Minerais críticos tornam-se ativo estratégico na Itália: hub em Porto Marghera, 76 minas ativas e urgência por autonomia energética e cadeia integrada.

Minerais críticos: novo ativo estratégico para a indústria italiana e motor da transição energética

RESUMO ✦

Sem tempo? A Lili IA resume para você

Gerando resumo com IA...

Minerais críticos: novo ativo estratégico para a indústria italiana e motor da transição energética

Por Stella Ferrari — Em um cenário global marcado por tensões geopolíticas e rupturas nas cadeias de abastecimento, as matérias-primas críticas emergem como um verdadeiro ativo estratégico da competitividade industrial italiana. No congresso "Energia e materie prime per la competitività delle filiere produttive", promovido ontem por Assorisorse em Roma, ficou claro que bateria, redes elétricas, tecnologias digitais, mobilidade elétrica, energias renováveis e sistemas de defesa dependem, de forma direta, do acesso a minerais críticos.

O encontro, realizado no espaço Rome Eventi perto da Piazza di Spagna, reuniu mais de 120 empresas entre produtoras de energia e matérias-primas, fornecedores de serviços e representantes do mundo acadêmico. A intenção explícita foi iniciar uma conexão física entre instituições, indústria, sindicatos, academia e finanças para alinhar uma nova cadeia integrada dedicada aos minerais estratégicos.

Francesca Zarri, presidente da Assorisorse, fez o chamado à ação: "Respiramos um otimismo controlado; agora é hora das ações concretas — construir uma nova cadeia em Itália que sistematize todos os atores dos minerais críticos". A fala sinaliza o movimento de transformar diagnóstico em logística, centros de armazenagem e capacidades industriais, uma verdadeira calibragem de políticas para acelerarmos a oferta estratégica.

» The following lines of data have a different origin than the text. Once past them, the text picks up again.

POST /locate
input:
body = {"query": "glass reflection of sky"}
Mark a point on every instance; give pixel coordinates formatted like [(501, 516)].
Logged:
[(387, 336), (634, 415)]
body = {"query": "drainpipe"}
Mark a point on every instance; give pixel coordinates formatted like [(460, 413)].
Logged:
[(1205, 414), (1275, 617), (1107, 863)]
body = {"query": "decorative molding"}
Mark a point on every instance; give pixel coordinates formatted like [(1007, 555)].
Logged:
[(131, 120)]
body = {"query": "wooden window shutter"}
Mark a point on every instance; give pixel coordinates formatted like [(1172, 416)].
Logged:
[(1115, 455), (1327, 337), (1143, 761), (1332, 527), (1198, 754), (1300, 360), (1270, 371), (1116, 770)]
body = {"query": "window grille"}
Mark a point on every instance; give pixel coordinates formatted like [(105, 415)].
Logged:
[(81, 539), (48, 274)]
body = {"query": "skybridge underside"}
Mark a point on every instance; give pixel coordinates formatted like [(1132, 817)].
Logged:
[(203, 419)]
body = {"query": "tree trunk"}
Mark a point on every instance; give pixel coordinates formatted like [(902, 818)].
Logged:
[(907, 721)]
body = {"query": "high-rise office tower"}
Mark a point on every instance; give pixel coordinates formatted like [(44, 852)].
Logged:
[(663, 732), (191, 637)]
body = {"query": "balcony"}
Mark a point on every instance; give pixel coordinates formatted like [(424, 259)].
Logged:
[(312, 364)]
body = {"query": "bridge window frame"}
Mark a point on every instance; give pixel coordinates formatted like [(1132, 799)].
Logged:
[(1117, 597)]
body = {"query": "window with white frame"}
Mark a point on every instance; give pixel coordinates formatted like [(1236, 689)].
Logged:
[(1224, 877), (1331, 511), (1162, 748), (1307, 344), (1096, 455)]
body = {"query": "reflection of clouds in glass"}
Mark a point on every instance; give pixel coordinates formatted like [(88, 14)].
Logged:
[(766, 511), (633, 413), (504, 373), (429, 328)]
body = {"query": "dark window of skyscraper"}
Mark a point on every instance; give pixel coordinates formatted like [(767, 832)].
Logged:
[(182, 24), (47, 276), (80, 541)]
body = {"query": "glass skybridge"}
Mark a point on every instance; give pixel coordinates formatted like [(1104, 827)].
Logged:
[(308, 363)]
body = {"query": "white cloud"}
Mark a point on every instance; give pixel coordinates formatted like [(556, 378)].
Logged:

O ministro das Empresas e do Made in Italy, Adolfo Urso, abriu os trabalhos destacando que o paradigma contemporâneo é o conflito — geopolítico, comercial e energético — e que as crises recentes evidenciaram a vulnerabilidade das cadeias de abastecimento. "A autonomia estratégica não é mais uma opção, é uma prioridade", afirmou, ao expor a candidatura italiana para sediar um dos primeiros hubs europeus de estocagem estratégica com Porto Marghera no centro da proposta, aproveitando a força logística e industrial do país.

Guido Brusco, presidente da Confindustria Energia, afirmou com firmeza: "Sem segurança energética não há competitividade industrial". Brusco advertiu que a Europa corre o risco de perder capacidade produtiva, investimentos e empregos se não enfrentar de maneira pragmática e eficiente os custos e a disponibilidade da energia — recomendações que soam como ajustes nos freios e na aceleração simultânea do motor econômico europeu.

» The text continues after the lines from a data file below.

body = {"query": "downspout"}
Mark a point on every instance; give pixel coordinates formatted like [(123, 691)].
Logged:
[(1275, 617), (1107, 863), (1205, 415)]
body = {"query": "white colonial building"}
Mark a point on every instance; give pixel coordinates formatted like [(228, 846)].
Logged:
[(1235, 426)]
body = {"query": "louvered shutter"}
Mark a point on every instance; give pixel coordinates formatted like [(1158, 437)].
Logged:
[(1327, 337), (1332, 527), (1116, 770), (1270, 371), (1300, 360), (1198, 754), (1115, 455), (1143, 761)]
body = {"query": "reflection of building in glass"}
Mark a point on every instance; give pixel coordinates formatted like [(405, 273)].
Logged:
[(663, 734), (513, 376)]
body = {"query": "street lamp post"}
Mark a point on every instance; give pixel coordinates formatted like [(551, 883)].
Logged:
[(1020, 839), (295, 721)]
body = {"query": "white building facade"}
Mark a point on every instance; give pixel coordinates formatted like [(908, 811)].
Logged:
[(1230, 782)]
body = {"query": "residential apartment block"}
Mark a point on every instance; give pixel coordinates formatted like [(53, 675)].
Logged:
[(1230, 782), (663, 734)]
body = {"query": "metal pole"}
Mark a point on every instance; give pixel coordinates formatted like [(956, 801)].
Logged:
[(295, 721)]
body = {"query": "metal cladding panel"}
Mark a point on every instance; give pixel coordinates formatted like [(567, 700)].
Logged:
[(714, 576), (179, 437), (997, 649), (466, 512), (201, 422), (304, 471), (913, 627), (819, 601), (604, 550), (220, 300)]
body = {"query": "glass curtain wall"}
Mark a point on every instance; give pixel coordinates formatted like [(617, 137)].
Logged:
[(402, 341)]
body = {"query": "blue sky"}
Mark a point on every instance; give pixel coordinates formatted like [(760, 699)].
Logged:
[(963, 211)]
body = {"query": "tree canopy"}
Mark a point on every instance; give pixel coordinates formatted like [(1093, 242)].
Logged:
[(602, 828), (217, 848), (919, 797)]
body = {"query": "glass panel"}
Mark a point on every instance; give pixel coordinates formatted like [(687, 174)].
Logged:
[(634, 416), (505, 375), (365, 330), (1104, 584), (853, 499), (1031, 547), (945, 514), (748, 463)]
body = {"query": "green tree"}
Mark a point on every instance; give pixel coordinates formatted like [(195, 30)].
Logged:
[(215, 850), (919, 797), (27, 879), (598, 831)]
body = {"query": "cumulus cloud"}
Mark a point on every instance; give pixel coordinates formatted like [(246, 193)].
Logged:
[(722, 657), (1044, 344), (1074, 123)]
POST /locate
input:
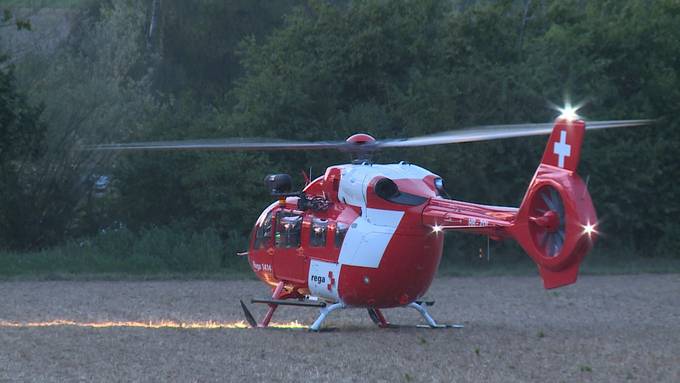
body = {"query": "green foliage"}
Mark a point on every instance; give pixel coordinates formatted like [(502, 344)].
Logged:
[(164, 250), (22, 137)]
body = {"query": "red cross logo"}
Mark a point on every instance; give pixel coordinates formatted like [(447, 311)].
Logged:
[(331, 281)]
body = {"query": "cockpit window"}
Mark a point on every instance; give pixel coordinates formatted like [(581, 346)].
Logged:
[(340, 233), (263, 234), (317, 236), (288, 230)]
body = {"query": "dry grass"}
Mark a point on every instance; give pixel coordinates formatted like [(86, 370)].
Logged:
[(605, 328)]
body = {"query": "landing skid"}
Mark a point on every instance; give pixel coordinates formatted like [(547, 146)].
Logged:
[(375, 314)]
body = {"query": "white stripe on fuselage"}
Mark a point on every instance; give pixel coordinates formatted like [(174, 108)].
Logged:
[(366, 241), (369, 235)]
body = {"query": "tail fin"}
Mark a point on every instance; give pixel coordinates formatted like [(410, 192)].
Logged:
[(555, 222)]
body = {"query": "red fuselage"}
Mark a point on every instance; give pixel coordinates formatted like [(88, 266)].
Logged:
[(373, 247)]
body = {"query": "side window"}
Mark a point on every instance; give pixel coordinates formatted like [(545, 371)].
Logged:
[(317, 236), (263, 234), (288, 230), (340, 232)]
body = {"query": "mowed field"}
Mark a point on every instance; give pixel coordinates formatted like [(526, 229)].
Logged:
[(604, 328)]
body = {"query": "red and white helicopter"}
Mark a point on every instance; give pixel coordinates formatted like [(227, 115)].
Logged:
[(367, 235)]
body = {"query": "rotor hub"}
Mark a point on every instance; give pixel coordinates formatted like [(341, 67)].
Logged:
[(360, 139)]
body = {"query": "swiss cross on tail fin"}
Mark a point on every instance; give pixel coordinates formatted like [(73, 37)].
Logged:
[(564, 146)]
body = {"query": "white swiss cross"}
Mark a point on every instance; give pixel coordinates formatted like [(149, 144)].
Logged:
[(562, 149)]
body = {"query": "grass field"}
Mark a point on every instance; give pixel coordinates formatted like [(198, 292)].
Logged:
[(601, 329)]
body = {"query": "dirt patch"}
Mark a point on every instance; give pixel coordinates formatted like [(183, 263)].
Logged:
[(611, 328)]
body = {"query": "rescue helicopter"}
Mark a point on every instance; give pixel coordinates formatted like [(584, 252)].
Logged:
[(370, 236)]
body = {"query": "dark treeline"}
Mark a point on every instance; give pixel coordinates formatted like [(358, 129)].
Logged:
[(317, 70)]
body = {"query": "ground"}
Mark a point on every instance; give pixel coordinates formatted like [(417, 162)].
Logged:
[(603, 328)]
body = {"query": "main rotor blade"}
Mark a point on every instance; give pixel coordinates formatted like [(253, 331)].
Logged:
[(223, 144), (495, 132)]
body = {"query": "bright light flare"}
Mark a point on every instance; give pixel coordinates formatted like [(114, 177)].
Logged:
[(163, 324), (569, 112), (589, 229)]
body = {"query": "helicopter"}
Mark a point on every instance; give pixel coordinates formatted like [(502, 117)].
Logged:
[(370, 236)]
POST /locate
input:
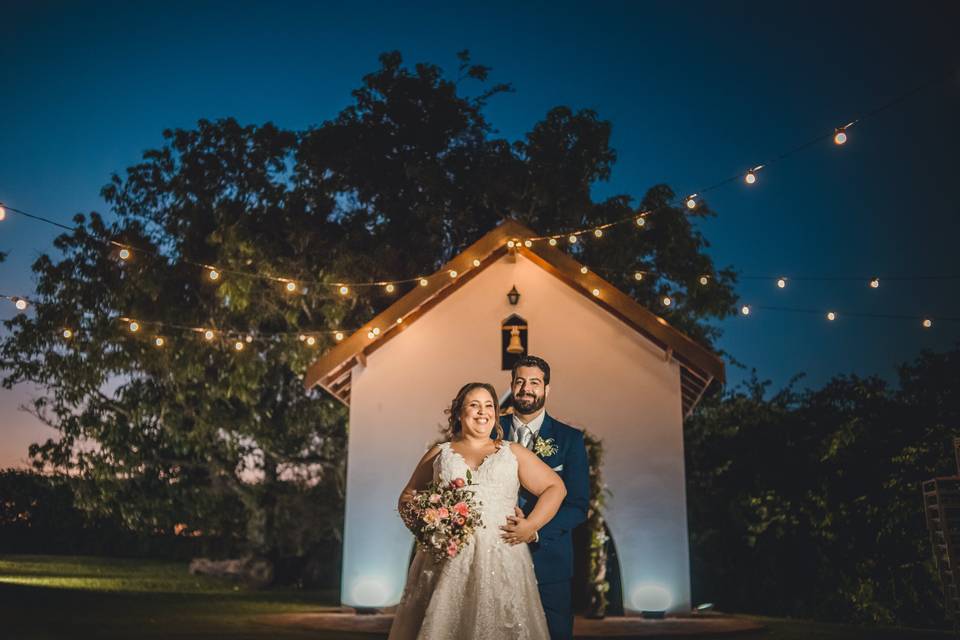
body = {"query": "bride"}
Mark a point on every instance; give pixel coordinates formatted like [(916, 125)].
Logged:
[(488, 591)]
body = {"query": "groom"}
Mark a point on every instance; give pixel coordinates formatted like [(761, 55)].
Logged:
[(561, 447)]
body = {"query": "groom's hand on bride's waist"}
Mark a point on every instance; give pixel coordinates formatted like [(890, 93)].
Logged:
[(518, 529)]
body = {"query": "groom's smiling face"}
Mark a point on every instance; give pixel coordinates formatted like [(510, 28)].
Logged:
[(529, 391)]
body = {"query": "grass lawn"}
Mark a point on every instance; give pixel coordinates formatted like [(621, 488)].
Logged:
[(60, 597)]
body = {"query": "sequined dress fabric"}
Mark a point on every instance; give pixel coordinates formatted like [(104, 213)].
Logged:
[(488, 591)]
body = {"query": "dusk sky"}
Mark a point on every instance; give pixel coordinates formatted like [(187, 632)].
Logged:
[(696, 92)]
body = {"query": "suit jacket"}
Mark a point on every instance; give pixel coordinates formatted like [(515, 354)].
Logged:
[(553, 552)]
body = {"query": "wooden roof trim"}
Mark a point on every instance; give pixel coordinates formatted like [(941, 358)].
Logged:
[(337, 362)]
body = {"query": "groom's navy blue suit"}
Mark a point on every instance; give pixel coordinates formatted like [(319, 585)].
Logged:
[(553, 552)]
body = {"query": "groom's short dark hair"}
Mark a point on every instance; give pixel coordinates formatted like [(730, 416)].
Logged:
[(532, 361)]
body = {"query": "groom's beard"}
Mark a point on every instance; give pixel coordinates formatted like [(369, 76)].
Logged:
[(527, 405)]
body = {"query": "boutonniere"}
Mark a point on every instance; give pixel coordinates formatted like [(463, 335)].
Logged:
[(544, 447)]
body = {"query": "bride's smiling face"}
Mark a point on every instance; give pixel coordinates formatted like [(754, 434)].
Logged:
[(479, 413)]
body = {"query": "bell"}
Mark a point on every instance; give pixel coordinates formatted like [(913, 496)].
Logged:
[(514, 346)]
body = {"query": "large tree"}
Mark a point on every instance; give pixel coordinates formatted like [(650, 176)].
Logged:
[(402, 179)]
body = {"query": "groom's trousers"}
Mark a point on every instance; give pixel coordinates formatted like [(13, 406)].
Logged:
[(555, 597)]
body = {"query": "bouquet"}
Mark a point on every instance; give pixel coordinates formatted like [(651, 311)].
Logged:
[(443, 517)]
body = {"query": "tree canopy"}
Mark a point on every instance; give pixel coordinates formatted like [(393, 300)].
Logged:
[(402, 179)]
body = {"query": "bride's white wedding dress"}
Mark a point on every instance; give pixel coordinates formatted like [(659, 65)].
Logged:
[(486, 592)]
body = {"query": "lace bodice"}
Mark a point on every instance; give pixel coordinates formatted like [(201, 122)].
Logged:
[(496, 480)]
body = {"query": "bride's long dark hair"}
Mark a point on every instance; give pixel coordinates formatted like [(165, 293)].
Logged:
[(456, 408)]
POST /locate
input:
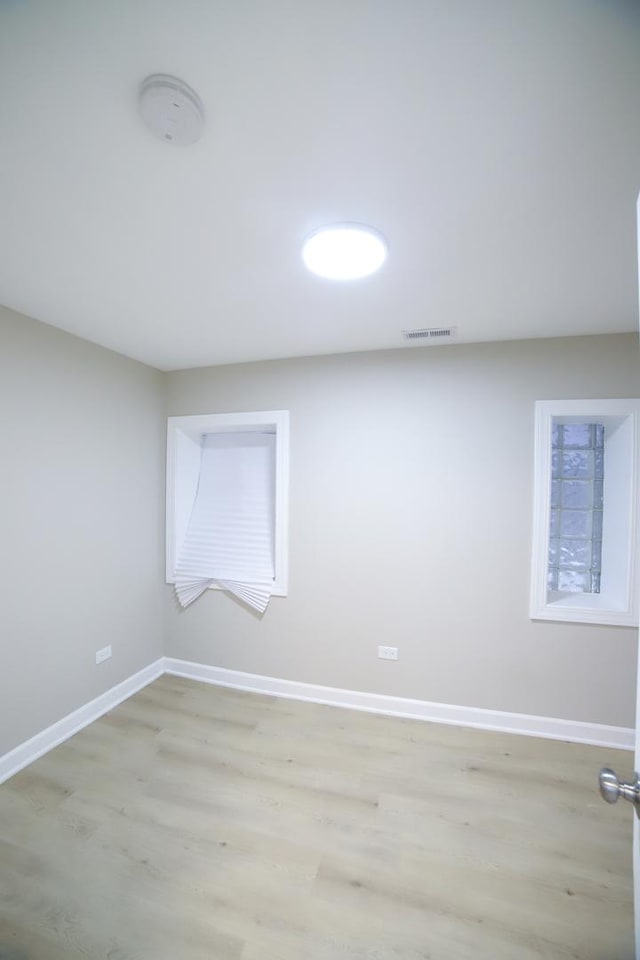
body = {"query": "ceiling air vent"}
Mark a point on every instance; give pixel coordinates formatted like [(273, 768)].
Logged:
[(429, 335)]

Importante lembrar que a mineração em território italiano não desapareceu: existem atualmente cerca de 76 minas ativas, concentradas principalmente na Sardenha, Piemonte, Sicília, Toscana, Lácio e Calábria. A produção migrou de volumes metálicos para os minerais industriais — feldspato, fluorita, salgema, bentonita, caulinita e talco — insumos essenciais e pouco visíveis que sustentam inúmeras cadeias produtivas.

O diagnóstico do evento foi técnico e estratégico: é preciso uma arquitetura de políticas e investimentos que una logística, armazenagem, processamento primário e financiamento — o design de políticas deve combinar robustez industrial com agilidade financeira. Em termos práticos, a proposta de hub logístico em Porto Marghera representa uma peça-chave para reduzir vulnerabilidades e garantir que a transição energética não seja freada por faltas de insumos.

Como estrategista, concluo que proteger o acesso a matérias-primas críticas é calibrar o motor da economia rumo à resiliência. A Itália, com sua base industrial e portuária, tem ativos competitivos; falta agora sincronizar atores e investimentos para transformar potencial em vantagem estratégica real.